Pumping Iron

 

After a nice lunch of vegetarian chili and cider, and after it all digested enough, a visiting friend (who is also a professional philosopher) and I turned to the issue of the day and that was pumping iron. He wants to build up some upper body strength and his doctor recommended using weights. When I was a teenager I used them, and bought them with my Bar Mitzvah money, and turned myself into a regular incredible hulk. Well maybe not but I did my share of pumping iron and still have a vague recollection of how to use them. My philosophical friend is funny and although he disavows the primacy of rules and morals anymore, in his life and philosophy, he did seem to want to know what the exact rules were for lifting weights. Those rules are probably listed somewhere but I don’t know them. The rules I have made up for lifting weights, and for anything else, are not to strain too much and don’t forget to breathe. Going slow can also be nice as is not going at all. Stillness that is.

With my instruction (and my style is loose indeed) I tried to show my friend how to breathe with his diaphragm, our principal breathing muscle. How when we breathe deeply and diaphragmatically the abdomen swells like a balloon.

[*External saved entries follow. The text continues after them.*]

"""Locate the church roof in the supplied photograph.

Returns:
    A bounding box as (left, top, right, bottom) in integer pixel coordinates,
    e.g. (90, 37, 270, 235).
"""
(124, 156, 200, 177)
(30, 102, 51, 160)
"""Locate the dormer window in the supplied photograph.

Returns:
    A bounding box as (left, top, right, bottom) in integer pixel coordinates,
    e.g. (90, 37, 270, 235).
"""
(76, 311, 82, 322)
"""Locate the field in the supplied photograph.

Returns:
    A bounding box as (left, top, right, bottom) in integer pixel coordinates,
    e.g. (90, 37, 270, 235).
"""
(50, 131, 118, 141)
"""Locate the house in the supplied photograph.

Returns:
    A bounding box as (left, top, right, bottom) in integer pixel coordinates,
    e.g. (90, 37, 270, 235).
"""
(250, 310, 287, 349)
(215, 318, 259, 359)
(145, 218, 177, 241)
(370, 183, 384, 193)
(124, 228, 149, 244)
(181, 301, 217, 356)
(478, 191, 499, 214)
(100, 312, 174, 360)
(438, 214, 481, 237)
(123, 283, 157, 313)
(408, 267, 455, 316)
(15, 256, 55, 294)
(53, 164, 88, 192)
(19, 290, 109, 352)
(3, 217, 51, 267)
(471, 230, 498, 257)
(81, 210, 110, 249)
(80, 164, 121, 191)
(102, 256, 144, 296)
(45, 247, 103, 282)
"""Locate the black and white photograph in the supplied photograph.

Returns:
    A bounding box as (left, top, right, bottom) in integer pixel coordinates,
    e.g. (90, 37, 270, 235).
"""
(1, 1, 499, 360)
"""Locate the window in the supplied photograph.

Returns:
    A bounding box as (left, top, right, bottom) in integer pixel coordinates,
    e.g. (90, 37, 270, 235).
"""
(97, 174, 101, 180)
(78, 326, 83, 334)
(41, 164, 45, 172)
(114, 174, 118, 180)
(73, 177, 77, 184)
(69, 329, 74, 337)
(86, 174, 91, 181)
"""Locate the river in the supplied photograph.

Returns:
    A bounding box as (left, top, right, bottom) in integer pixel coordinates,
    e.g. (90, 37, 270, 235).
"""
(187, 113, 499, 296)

We have all seen those bellies on the laughing Buddha statutes and now we know why he is laughing. This is freedom, and this is breathing, as it was meant to be. But what about that bulging belly. Unbecoming, sloppy, out of shape, like a baby. No, for my friend, this cannot be although I did notice that he seemed to have some difficulty employing his diaphragm when he tried to breathe deeply. I wouldn’t be surprised that living in your head means not breathing with your belly. Like the laughing Buddha, with his bulging belly, the danger is we could all be reduced to happy simpletons.